Tuttavia, anche se prevedibilmente la Fed aumenterà i tassi per contrastare i rischi legati all’inflazione, la banca centrale non ha alcuna intenzione di tirare bruscamente il freno né di irrigidire eccessivamente o troppo velocemente le condizioni finanziarie. Quello che occorre è una risposta misurata e le previsioni sull’esatta natura di questa risposta stanno attualmente creando un enorme divario tra gli analisti e gli investitori per quanto riguarda una valutazione corrispondente e appropriata dei prezzi delle varie asset class.

La variabile cruciale è l’inflazione. Se l’inflazione si rivelasse davvero transitoria e nel 2022 dovesse scendere in misura adeguata, la Fed dovrebbe essere in grado di tirare il freno e far rallentare l’economia.Se invece dovesse persistere e trasformarsi in un problema di più ampia portata, potrebbe essere necessario adottare soluzioni più draconiane. In entrambi i casi, così come in scenari intermedi, le ripercussioni sulle valutazioni dei titoli nel nuovo anno saranno evidenti.

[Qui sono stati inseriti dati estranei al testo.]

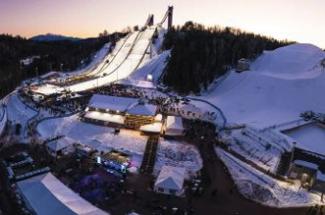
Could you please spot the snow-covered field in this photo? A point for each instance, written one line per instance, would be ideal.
(181, 154)
(310, 137)
(264, 189)
(280, 85)
(17, 111)
(126, 61)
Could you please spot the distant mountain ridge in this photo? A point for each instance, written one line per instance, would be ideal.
(53, 37)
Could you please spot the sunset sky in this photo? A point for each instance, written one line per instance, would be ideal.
(299, 20)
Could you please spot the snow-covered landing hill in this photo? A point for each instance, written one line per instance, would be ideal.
(280, 85)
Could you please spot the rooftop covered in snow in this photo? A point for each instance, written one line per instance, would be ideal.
(310, 137)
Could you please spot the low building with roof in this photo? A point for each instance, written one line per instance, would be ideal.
(174, 126)
(304, 171)
(319, 184)
(122, 111)
(45, 194)
(170, 180)
(60, 146)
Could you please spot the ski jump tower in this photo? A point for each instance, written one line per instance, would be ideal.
(170, 16)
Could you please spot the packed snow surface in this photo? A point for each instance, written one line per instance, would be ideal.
(264, 189)
(98, 137)
(310, 137)
(280, 85)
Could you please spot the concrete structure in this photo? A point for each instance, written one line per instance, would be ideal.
(170, 180)
(319, 184)
(129, 112)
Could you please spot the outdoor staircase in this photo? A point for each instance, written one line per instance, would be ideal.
(284, 163)
(149, 156)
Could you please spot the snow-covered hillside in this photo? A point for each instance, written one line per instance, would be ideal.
(281, 84)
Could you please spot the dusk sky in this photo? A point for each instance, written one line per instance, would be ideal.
(299, 20)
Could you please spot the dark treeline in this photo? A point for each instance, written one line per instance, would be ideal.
(200, 54)
(53, 56)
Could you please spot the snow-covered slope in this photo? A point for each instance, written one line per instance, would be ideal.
(281, 84)
(296, 61)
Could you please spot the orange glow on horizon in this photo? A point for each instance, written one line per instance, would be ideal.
(297, 20)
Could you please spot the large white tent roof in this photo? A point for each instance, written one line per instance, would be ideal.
(107, 117)
(143, 109)
(111, 102)
(48, 196)
(59, 144)
(122, 104)
(171, 178)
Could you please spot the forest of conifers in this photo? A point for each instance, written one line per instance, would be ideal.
(54, 56)
(200, 54)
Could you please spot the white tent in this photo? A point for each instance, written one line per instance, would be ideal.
(152, 128)
(105, 117)
(170, 180)
(62, 144)
(174, 126)
(46, 195)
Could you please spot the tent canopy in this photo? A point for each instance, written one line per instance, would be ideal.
(47, 195)
(171, 178)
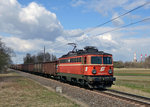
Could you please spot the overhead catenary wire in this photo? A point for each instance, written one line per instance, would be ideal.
(118, 28)
(138, 7)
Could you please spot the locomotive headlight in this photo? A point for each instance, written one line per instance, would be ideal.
(110, 71)
(94, 71)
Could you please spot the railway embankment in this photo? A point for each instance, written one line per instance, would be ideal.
(84, 96)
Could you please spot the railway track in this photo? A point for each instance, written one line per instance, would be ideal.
(126, 96)
(129, 98)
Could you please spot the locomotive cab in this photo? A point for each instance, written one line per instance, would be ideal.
(99, 70)
(88, 66)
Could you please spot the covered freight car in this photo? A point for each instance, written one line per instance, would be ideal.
(49, 68)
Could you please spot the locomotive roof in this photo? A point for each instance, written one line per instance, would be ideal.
(86, 51)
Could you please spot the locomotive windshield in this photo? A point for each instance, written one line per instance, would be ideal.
(107, 60)
(96, 60)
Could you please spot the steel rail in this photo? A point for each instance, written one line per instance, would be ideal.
(126, 96)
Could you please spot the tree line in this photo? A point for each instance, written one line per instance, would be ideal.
(40, 57)
(5, 55)
(144, 64)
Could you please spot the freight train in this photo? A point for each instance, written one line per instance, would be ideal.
(87, 67)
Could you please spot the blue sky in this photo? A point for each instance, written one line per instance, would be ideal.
(27, 25)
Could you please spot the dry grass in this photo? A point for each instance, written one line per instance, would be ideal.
(21, 92)
(135, 81)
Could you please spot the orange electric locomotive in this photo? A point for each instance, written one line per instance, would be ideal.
(87, 67)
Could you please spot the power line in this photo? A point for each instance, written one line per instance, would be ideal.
(133, 23)
(117, 17)
(111, 21)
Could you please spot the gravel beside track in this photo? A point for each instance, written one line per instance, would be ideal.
(88, 97)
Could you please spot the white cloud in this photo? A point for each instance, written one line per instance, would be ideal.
(28, 22)
(117, 21)
(76, 3)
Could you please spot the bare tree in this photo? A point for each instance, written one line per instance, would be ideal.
(5, 55)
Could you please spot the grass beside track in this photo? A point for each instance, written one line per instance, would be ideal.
(135, 81)
(17, 91)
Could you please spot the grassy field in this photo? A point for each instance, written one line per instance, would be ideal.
(17, 91)
(135, 81)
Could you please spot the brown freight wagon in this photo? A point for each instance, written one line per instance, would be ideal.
(30, 67)
(38, 67)
(50, 68)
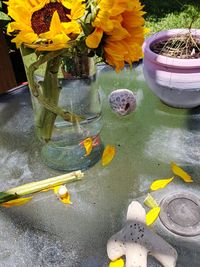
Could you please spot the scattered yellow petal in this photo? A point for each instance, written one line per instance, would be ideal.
(117, 263)
(181, 173)
(16, 202)
(150, 202)
(158, 184)
(63, 194)
(87, 143)
(152, 215)
(108, 154)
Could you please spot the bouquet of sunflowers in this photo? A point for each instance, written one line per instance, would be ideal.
(109, 29)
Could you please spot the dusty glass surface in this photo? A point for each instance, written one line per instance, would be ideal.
(45, 232)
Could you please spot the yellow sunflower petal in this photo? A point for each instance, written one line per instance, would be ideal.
(108, 154)
(117, 263)
(159, 184)
(16, 202)
(87, 143)
(62, 193)
(181, 173)
(150, 202)
(152, 215)
(93, 40)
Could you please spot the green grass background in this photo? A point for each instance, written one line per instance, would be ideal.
(169, 14)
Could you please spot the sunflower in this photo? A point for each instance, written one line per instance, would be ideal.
(45, 25)
(118, 26)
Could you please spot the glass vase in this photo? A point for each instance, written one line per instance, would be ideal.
(67, 107)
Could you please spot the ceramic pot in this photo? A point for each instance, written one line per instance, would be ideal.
(175, 81)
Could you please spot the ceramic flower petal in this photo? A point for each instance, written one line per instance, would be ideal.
(88, 143)
(108, 154)
(181, 173)
(16, 202)
(150, 202)
(159, 184)
(117, 263)
(152, 215)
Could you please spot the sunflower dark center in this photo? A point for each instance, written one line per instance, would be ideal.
(41, 19)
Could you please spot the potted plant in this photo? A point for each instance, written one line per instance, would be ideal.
(171, 66)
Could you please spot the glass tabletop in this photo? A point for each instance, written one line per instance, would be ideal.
(45, 232)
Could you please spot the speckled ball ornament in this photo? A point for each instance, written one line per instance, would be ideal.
(122, 101)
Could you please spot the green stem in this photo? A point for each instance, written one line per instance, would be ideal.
(45, 98)
(39, 186)
(45, 118)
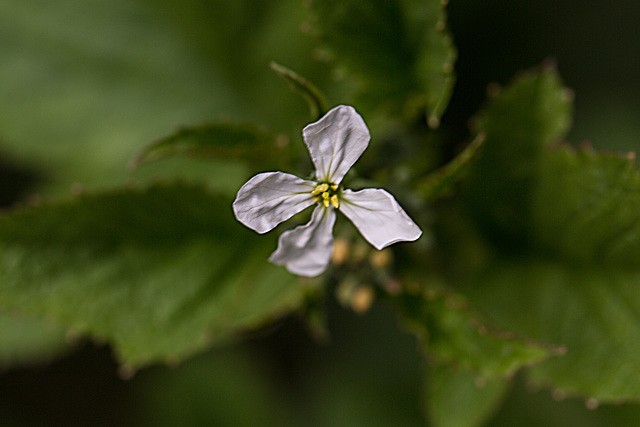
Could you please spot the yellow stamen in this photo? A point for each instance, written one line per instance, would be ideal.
(321, 188)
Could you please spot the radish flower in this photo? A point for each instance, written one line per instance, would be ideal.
(335, 143)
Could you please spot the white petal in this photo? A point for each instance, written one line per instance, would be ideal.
(335, 142)
(306, 250)
(269, 198)
(378, 217)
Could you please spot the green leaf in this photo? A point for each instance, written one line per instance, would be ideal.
(297, 83)
(453, 334)
(574, 215)
(399, 53)
(592, 311)
(84, 84)
(159, 273)
(25, 341)
(439, 183)
(460, 399)
(530, 114)
(586, 208)
(242, 142)
(235, 391)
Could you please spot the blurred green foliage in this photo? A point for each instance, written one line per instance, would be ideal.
(543, 243)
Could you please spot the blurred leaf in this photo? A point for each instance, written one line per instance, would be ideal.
(85, 84)
(531, 113)
(25, 341)
(586, 208)
(224, 388)
(592, 311)
(460, 399)
(313, 96)
(575, 216)
(398, 53)
(241, 142)
(439, 183)
(453, 334)
(159, 273)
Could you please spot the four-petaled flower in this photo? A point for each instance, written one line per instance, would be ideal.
(335, 142)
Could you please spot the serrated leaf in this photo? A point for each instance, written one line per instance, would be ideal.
(586, 208)
(25, 341)
(461, 399)
(592, 311)
(235, 141)
(453, 334)
(297, 83)
(159, 273)
(398, 52)
(574, 216)
(531, 113)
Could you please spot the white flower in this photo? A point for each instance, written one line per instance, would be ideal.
(335, 143)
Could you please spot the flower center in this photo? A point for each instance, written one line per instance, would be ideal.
(326, 193)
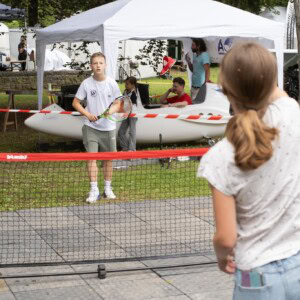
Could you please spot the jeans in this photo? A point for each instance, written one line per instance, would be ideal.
(281, 281)
(128, 142)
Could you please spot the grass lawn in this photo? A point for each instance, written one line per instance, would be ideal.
(51, 184)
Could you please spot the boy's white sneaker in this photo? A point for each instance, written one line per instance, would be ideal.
(109, 194)
(94, 195)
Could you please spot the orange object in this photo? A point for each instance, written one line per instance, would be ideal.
(168, 63)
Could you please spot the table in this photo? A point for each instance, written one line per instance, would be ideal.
(11, 105)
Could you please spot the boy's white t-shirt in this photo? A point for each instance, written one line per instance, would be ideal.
(268, 198)
(99, 95)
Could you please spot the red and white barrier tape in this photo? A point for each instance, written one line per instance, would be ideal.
(132, 115)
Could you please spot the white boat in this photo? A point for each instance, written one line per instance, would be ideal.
(149, 130)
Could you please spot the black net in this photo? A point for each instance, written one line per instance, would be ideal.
(161, 209)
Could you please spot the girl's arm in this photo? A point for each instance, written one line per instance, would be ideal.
(226, 233)
(207, 72)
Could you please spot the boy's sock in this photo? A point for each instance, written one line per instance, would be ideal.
(107, 185)
(94, 185)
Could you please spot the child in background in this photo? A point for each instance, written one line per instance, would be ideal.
(128, 142)
(254, 175)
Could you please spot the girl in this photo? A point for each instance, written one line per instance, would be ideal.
(254, 175)
(128, 143)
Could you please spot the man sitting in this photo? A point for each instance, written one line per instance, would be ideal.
(180, 100)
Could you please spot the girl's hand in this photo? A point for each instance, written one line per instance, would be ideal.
(227, 265)
(91, 117)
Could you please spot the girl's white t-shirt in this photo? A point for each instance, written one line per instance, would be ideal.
(99, 95)
(268, 198)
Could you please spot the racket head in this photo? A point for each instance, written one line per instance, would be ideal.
(120, 109)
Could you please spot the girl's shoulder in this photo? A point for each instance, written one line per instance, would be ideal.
(220, 154)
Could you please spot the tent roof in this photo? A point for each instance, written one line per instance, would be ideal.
(144, 19)
(8, 13)
(3, 28)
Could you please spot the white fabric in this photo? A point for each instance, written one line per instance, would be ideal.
(155, 19)
(55, 60)
(268, 198)
(99, 95)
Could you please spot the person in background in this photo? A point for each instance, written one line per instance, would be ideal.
(254, 176)
(200, 67)
(22, 50)
(181, 99)
(99, 91)
(128, 142)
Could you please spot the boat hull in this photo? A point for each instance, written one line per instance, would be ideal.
(148, 130)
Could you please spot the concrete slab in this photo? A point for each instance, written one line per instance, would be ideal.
(7, 296)
(65, 293)
(216, 295)
(177, 261)
(207, 279)
(41, 283)
(180, 297)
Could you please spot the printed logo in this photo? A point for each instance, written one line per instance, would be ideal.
(224, 47)
(20, 157)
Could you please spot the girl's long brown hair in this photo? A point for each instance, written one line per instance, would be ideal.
(248, 76)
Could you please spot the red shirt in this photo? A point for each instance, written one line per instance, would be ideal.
(184, 97)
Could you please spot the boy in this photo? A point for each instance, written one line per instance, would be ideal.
(98, 135)
(181, 99)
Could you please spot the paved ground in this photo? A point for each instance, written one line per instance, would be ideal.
(123, 230)
(201, 282)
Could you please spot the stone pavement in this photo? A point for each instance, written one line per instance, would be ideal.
(120, 230)
(204, 282)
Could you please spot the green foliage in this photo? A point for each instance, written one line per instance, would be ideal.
(255, 6)
(47, 12)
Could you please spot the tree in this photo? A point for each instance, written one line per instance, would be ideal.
(255, 6)
(297, 15)
(47, 12)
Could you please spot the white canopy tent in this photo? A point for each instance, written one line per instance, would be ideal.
(157, 19)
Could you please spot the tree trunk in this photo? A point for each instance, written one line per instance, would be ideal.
(33, 17)
(297, 14)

Destreggiarsi tra le incertezze

Le variabili macro, in particolare l’andamento della curva dei rendimenti dei Treasury statunitensi e il livello assoluto dei rendimenti a 10 anni, sono indicatori precoci della performance dei titoli e tendono a essere indicatori anticipatori di cambiamenti nelle politiche. L’indice Bloomberg U.S. Corporate viene utilizzato come proxy e indicatore generico del più ampio mercato degli spread creditizi.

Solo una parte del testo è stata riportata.